DC mayor’s office to update sexual harassment executive order – NBC4 Washington


Over the past five years, almost 300 D.C. government employees have filed workplace sexual harassment complaints, but for the past year, the District government officials who investigated those claims were not always following current D.C. law that defines sexual harassment in the workplace.

Mayor Muriel Bowser issued an executive order in 2017 making it easier to report harassment but also defined sexual harassment as having to be “severe and sufficiently pervasive” to constitute a hostile work environment.

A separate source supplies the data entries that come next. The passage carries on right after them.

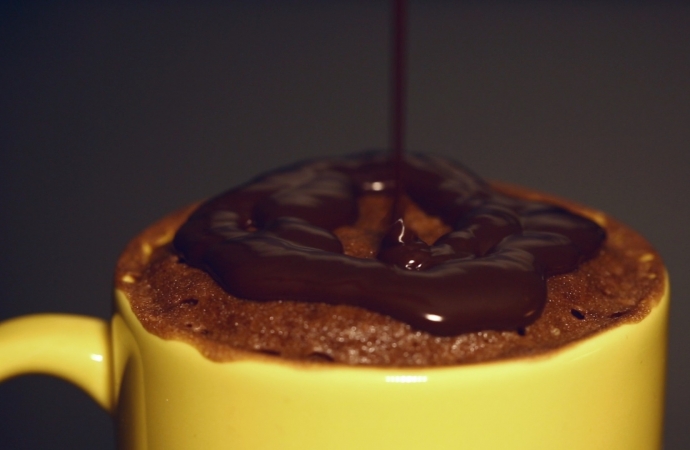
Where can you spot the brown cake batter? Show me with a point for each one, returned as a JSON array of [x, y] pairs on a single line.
[[176, 301]]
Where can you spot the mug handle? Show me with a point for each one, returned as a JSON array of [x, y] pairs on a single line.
[[75, 348]]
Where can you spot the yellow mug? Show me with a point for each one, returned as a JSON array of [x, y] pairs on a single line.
[[605, 392]]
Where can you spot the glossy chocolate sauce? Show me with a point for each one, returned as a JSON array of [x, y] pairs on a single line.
[[272, 239]]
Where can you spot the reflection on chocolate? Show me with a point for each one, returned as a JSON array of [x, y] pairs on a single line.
[[272, 239]]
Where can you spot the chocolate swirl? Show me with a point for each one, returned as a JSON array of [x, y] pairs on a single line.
[[272, 239]]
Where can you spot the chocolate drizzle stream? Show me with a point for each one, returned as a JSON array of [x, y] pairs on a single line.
[[272, 239]]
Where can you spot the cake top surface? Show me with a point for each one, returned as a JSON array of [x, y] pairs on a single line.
[[619, 284]]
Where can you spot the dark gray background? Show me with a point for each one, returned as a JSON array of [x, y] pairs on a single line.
[[113, 114]]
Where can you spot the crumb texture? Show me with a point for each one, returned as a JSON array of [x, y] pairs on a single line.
[[175, 301]]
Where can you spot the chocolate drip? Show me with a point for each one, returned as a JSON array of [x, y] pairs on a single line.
[[272, 239]]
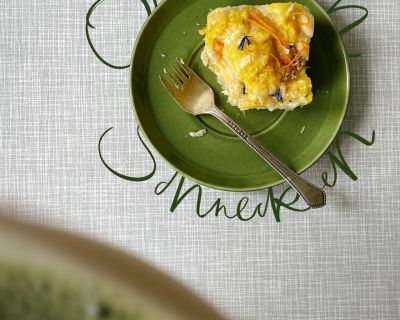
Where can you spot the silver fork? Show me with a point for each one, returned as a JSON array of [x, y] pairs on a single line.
[[195, 96]]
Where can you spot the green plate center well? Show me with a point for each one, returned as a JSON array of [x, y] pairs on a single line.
[[219, 159]]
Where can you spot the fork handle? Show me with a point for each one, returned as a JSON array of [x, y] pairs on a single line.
[[314, 196]]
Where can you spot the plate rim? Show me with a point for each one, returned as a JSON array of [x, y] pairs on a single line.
[[266, 185]]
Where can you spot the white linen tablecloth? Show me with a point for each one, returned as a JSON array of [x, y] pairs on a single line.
[[57, 98]]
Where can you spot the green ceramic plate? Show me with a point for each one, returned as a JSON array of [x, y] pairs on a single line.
[[219, 159]]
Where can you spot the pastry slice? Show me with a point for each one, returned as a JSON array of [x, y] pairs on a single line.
[[259, 54]]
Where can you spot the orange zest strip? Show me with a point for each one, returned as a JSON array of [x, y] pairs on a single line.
[[290, 63], [258, 19]]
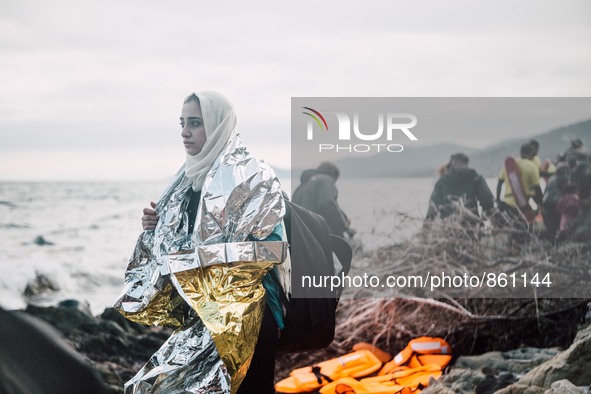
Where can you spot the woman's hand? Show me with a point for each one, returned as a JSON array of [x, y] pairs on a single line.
[[150, 217]]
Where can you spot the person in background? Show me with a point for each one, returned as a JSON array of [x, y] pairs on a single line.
[[552, 195], [569, 209], [546, 168], [577, 148], [530, 179], [459, 182], [318, 193]]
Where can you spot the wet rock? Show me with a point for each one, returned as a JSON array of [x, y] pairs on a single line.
[[41, 241], [39, 286], [458, 380], [572, 364], [75, 304], [518, 361]]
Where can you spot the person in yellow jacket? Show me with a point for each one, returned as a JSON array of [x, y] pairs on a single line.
[[530, 179]]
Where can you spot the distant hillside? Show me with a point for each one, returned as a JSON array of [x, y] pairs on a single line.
[[416, 162]]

“When I issued that mayor’s order in 2017, it was among the most, if not the most progressive, of any local jurisdiction in the U.S.,” Bowser said. “We did it proactively, not because we thought we had a pervasive problem, and I still don’t think we have a pervasive problem. I want to be clear, we’re talking about 290 complaints right now — the number you just spit out — over 34,000 employees over five years.”

Last year, the D.C. Council passed into law the Human Rights Amendment Act, which lowered the threshold of how the District government defines sexual harassment. But the mayor’s office never updated the mayor’s order.

Council Chairman Phil Mendelson expressed concerns Monday that a year after the law changed and months after Bowser’s closest advisor, former Deputy Mayor John Falcicchio, resigned over sexual harassment complaints, the mayor hasn’t changed her policy.

“It’s been clear for months that the mayor’s order needs to be updated and revised,” Mendelson said. “That needs to happen quickly.”

“I’m not standing here wanting to criticize the executive on this, but to emphasize that the executive needs to move quickly,” he said.

“I don’t know why we didn’t or if it wasn’t a focus of kind of getting that law changed over to the mayor’s order,” Bowser said. “It should happen and it will happen.”

According to an investigation by the Washington Post, over the past five years, using the stricter definition of sexual harassment, less than 30% of complaints have been substantiated by investigators.

The mayor would not give a timeline for updating her policy but said it would be soon.

The mayor’s lawyer who oversaw the investigations that substantiated the claims of sexual harassment against Falcicchio told the Washington Post her office used the current D.C. law and the lower threshold rather than the mayor’s order when it determined those cases.